The zoom lens of the camera will perform optically better and have a larger aperture in the wideangle range, compared to the tele end.
With the combination I use, I get the best results (least vignetting) when slightly zoomed in. If the zoom setting corresponds to a 32 mm lens and 50 mm is considered 1:1, the focal length with a 50x eyepiece will correspond to (32/50)*50*50 = 1600 mm.
Cropping the image by 75% (the image diagonal is halved) will correspond to 3200 mm.
The fine thing with the TZ40, apart from being small and feature-packed, is that it is reasonably useful for some bird photography even when not digiscoping.
With 18M resolution, its longest focal length corresponds to 480 mm. With a 30x digiscoping eyepiece, it's (32/50)* 30*50 = 960 mm, maybe 1200 mm when the necessary cropping is done.

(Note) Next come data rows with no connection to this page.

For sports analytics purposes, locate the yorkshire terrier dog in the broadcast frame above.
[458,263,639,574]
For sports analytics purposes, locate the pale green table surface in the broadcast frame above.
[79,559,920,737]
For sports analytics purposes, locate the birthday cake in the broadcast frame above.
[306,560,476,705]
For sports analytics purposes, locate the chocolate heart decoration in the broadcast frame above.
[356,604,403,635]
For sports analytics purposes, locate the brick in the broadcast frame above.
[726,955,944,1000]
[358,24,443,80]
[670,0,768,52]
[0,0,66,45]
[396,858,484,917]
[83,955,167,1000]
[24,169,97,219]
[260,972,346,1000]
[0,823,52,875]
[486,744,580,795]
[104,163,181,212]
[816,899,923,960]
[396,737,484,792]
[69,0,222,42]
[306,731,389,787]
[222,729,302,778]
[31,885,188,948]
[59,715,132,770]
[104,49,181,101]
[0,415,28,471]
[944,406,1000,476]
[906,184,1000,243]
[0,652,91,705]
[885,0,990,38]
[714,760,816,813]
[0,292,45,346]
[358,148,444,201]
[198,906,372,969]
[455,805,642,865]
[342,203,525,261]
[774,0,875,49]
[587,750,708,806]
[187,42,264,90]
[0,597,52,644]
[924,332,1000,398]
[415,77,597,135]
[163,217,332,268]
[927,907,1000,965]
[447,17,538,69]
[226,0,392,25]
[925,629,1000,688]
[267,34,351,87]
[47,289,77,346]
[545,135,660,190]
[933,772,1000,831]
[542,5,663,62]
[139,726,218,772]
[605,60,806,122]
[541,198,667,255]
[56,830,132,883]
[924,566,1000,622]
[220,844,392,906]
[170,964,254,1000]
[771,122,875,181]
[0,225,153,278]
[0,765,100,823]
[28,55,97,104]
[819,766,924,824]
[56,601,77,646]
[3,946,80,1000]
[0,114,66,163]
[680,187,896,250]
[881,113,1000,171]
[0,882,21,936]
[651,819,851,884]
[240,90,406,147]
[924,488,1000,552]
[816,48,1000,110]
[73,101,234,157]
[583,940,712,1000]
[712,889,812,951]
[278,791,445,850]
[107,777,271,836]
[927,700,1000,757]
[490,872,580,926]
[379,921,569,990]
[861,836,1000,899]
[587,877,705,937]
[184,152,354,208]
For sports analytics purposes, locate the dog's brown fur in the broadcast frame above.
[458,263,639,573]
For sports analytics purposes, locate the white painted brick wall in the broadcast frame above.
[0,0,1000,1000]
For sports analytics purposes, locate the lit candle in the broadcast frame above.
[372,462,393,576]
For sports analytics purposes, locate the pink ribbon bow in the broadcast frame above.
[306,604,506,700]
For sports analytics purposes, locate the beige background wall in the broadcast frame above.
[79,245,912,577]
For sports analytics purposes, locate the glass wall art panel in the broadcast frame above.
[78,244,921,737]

So, it bridges the magnification gap that would occur if it had only had 4x optical zoom, while still being useful for digiscoping.
It may not be the most perfect digiscoping camera, but I'm very satisfied with it.
Re Neil's suggestions, I'm sure that they are very capable cameras and I have no reason to dismiss them, in particular since I have no experience with any of them.